In the restructuring proceedings, the description of the restructuring measures as well as the schedule for their implementation are part of the restructuring plan (the initial characteristics of these measures and the preliminary schedule for their implementation are already part of the initial restructuring plan). There is no doubt that due to the purpose of the restructuring proceedings, these are the key parts of the aforementioned documents. Well thought-out and effectively implemented restructuring measures provide the necessary foundation to rebuild creditors’ confidence, with the final result that they will endorse the arrangement.

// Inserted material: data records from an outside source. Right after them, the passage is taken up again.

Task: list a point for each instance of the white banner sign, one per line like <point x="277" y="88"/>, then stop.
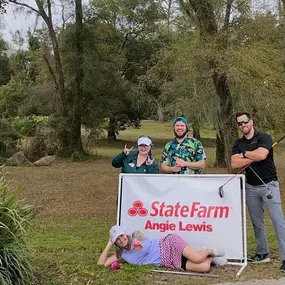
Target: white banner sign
<point x="188" y="205"/>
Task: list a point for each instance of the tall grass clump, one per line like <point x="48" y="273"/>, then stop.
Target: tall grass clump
<point x="15" y="268"/>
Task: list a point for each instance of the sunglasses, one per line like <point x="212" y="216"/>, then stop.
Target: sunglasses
<point x="244" y="122"/>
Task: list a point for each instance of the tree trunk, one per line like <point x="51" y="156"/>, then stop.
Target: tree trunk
<point x="205" y="17"/>
<point x="227" y="129"/>
<point x="112" y="128"/>
<point x="69" y="114"/>
<point x="196" y="128"/>
<point x="220" y="152"/>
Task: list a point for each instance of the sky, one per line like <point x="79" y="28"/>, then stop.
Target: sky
<point x="13" y="21"/>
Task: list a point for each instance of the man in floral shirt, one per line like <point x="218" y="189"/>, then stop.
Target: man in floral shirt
<point x="183" y="155"/>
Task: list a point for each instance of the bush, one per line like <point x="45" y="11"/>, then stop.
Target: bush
<point x="15" y="268"/>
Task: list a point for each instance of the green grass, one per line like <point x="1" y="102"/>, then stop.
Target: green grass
<point x="77" y="208"/>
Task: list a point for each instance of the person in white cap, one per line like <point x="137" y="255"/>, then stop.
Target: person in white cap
<point x="170" y="251"/>
<point x="138" y="160"/>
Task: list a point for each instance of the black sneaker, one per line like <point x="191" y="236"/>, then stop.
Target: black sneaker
<point x="260" y="258"/>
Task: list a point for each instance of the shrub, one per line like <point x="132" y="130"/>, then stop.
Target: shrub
<point x="15" y="268"/>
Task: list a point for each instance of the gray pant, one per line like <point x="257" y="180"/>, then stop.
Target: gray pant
<point x="255" y="200"/>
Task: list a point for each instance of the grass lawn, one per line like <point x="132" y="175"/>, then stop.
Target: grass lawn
<point x="76" y="207"/>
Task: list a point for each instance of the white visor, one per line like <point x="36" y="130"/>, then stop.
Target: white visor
<point x="144" y="140"/>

Taking into account the current practice of proceedings aimed at restoring the debtor’s liquidity, three basic areas of application of restructuring measures can be distinguished:
- organizational changes in the scope of conducted business activity (in particular core activity) – restructuring measures aimed at optimizing the conducted activity include, inter alia, changing the business profile, changing the portfolio of products offered, reducing the scale of operations, reducing employment, changing and flattening the organizational structure, outsourcing services,
- changes to the debtor’s fixed assets – restructuring measures to reorganize the asset structure include, inter alia, sale of unnecessary assets (in particular not used in core activities), limitation of space used in core activities, limitation of office space (administration), change of the legal form of using the property (rent, lease, leasing),
- changes in the area of long- and short-term financing – restructuring measures aimed at optimizing the debtor’s financing structure include:
- in the long-term perspective – changing the financing structure, in particular increasing the share of equity in the structure of liabilities, obtaining new market financing, possibly obtaining public aid, in particular public aid for restructuring (e.g. granted by Agencja Rozwoju Przemysłu SA, under the so-called New Chance Policy):
- in the short term – optimization of net working capital management, negotiations with contractors in order to extend the liabilities turnover period (obtaining a trade credit and shortening the receivables turnover period, changes in inventory management, short-term investment of surplus cash, monitoring of bad debts, VAT recovery from invoices unpaid by contractors.
It is worth emphasizing that in the remedial proceedings, the implementation of restructuring measures is supported by remedial measures. They facilitate the effective and quick implementation of remedial measures, which directly translates into the effectiveness of the entire restructuring procedure. The remedial measures include: the possibility of withdrawing from a mutual agreement which has not been performed in whole or in part before the date of opening the remedial proceedings, by the administrator, with the consent of the judge-commissioner, facilitation in the field of employment restructuring, the possibility of disposal of property with the effect of an enforcement sale, with the consent of the judge-commissioner.
Of course, one of the main goals of entrepreneurs entering the restructuring process is the planned debt restructuring, which in practice is implemented by voting of creditors on the submitted arrangement proposals, providing for deferred payment dates or partial forgiveness of liabilities. In the case of profitable companies, the problems of which are not structural in nature, restructuring is often limited to the restructuring of liabilities.